Father (Gerard Catus) and daughter (Isake Akanke) meet for the first time in The Best Game. (Photo by Willis Miles)

Difficult father-daughter relationships appear often enough in plays, but the one in The Best Game, the world-premiere work by Atlanta playwright Paris Crayton III at Decatur’s Porter Sanford Performing Arts Center through April 13, is especially knotty. Father Scott (Gerard Catus) and daughter Leann (Isake Akanke) are not only dealing with a couple decades’ worth of stifled resentments, unresolved problems and unanswered questions, the two of them are also actually meeting for the very first time.

Ambitious 19-year-old NYU student Leann has decided to seek out the father who’s been absent for her entire life: for reasons unknown, he abandoned her mother before Leann was born. It’s an awkward meeting right from the start. In the opening lines, Scott tries his best to figure out what he can offer Leann (A glass of water? A beer? A whiskey?), but nothing seems quite right, a pattern that continues as the polite facades quickly fall away and the larger mystery of what Leann wants and what Scott is able to offer her unfolds.

Crayton, who was recently profiled as one of ArtsATL’s “30 under 30,” is a hugely talented writer, and he maintains our interest and our sympathies for both characters throughout this intense but subtly understated drama.

It’s an ambitious show in that it maintains a tight focus on just two characters and the interplay of emotions between them, but it seldom feels melodramatic or overwrought. Crayton, who also directs, has found an amazing Scott in veteran actor Gerard Catus, who seems to bring not just a character, but a whole interior human cosmography to the stage. We get a sense of Scott’s admirable but ultimately vulnerable philosophies about life and survival. Akanke’s Leann shares something of her father’s doggedness and intractability. But whereas he leads an easy-going life somewhere between derelict and bohemian, she’s a driven perfectionist who can’t stand to see a single loose end or unfulfilled potential.

Crayton masterfully handles the slow revealing of information about the emotional lives of the main characters, and the thing crackles along at the pace of a good mystery with plenty of flashes of insight and humor along the way. The same questions Scott and Leann ask of themselves and each other are the same ones we’re curious about as an audience: What do they want from each other? Why have they waited so long? Why were they estranged to begin with?

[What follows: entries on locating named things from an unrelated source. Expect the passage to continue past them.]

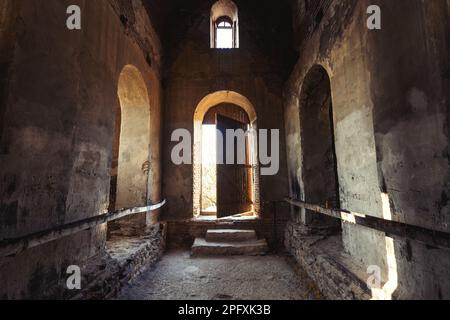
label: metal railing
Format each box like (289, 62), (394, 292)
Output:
(285, 198), (450, 249)
(0, 200), (166, 258)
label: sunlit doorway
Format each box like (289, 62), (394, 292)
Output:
(200, 103), (256, 218)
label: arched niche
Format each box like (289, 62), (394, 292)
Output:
(110, 65), (150, 235)
(300, 65), (340, 228)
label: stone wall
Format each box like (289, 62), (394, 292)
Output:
(0, 0), (161, 299)
(285, 0), (450, 299)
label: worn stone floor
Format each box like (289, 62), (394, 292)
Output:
(119, 251), (321, 300)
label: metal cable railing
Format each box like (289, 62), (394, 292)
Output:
(0, 200), (166, 258)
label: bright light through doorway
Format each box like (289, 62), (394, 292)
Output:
(201, 125), (217, 215)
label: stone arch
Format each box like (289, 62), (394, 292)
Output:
(193, 91), (260, 216)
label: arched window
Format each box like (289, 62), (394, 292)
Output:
(211, 0), (239, 49)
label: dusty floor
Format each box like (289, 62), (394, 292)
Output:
(119, 251), (320, 300)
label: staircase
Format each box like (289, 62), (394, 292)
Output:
(192, 229), (269, 256)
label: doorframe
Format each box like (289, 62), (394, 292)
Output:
(192, 91), (261, 217)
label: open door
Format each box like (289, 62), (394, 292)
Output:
(216, 114), (253, 218)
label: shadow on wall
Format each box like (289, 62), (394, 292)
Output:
(109, 65), (150, 236)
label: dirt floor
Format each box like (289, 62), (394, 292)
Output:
(119, 251), (321, 300)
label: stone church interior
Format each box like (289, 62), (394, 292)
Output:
(0, 0), (450, 301)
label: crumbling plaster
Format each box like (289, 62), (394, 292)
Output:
(0, 0), (161, 298)
(285, 0), (450, 298)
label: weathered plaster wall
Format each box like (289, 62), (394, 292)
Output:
(163, 1), (288, 228)
(285, 0), (450, 298)
(0, 0), (161, 298)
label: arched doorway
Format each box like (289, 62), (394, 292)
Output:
(300, 66), (340, 228)
(193, 91), (260, 218)
(108, 65), (150, 235)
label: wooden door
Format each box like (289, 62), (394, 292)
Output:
(216, 114), (253, 218)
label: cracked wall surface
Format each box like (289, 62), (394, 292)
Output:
(0, 0), (161, 298)
(285, 0), (450, 298)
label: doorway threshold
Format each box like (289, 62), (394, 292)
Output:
(191, 215), (259, 222)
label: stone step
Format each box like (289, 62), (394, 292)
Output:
(206, 229), (258, 242)
(192, 238), (269, 257)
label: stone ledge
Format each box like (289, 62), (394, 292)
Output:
(285, 222), (371, 300)
(71, 224), (167, 300)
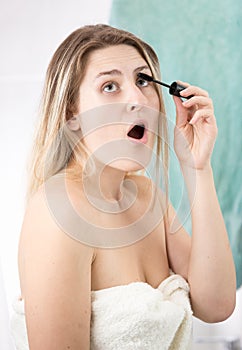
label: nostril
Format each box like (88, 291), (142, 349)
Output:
(128, 103), (141, 112)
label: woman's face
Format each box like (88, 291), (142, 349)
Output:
(74, 45), (160, 171)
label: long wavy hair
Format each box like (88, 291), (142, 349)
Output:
(27, 24), (168, 198)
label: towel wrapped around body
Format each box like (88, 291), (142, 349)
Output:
(11, 274), (192, 350)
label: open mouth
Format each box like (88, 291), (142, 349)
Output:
(127, 124), (145, 140)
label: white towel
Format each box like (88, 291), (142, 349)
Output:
(11, 275), (192, 350)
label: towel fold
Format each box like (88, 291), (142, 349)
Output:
(11, 275), (192, 350)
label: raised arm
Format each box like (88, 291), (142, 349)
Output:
(167, 82), (236, 322)
(19, 192), (93, 350)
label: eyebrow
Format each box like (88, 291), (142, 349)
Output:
(95, 65), (150, 80)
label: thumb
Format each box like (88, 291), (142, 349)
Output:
(173, 96), (188, 128)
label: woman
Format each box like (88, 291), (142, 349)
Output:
(12, 25), (236, 350)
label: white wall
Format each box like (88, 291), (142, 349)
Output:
(0, 0), (242, 350)
(0, 0), (111, 350)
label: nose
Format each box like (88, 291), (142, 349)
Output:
(126, 85), (147, 112)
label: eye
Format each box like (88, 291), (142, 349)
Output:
(136, 78), (149, 87)
(103, 82), (119, 92)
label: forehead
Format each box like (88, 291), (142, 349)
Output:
(86, 44), (147, 74)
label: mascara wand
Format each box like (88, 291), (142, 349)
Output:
(137, 73), (193, 99)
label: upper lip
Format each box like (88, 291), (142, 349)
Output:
(127, 119), (148, 135)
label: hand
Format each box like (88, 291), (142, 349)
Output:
(173, 81), (217, 170)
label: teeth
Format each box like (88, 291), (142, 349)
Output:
(128, 124), (145, 139)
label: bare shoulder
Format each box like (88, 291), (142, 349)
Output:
(126, 174), (154, 196)
(19, 187), (94, 350)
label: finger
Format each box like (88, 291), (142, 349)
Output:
(189, 109), (216, 125)
(179, 82), (209, 97)
(182, 96), (213, 109)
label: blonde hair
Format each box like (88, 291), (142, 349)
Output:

A game that the two of them play, quizzing each other on their musical knowledge, leads to what is undoubtedly the play’s most touching moment: Scott plays Leann his favorite song, and the ongoing, mounting tension and awkwardness suddenly take a wild swerve toward a moment of intimacy and affection that’s as beautifully unexpected for the characters as it is for the audience.

But the work’s greatest strengths also tend to play out as some of its greatest weaknesses. The father and daughter are meeting for the first time, so in the end, not enough seems to be at stake. They’re strangers to each other, so their actual investment in each others’ lives has to remain somewhat limited. Still, Crayton is obviously a playwright to watch, and it’s a thing of beauty to see a master actor like Catus get down to business with his work.

The Best Game is the first production of Rising Sage Theatre, the company Crayton has cofounded along with his managing director, Kirk D. Henny. There’s a lot to admire in The Best Game, but perhaps the most exciting thing about it is the sense that “the best game” is actually still very much ahead.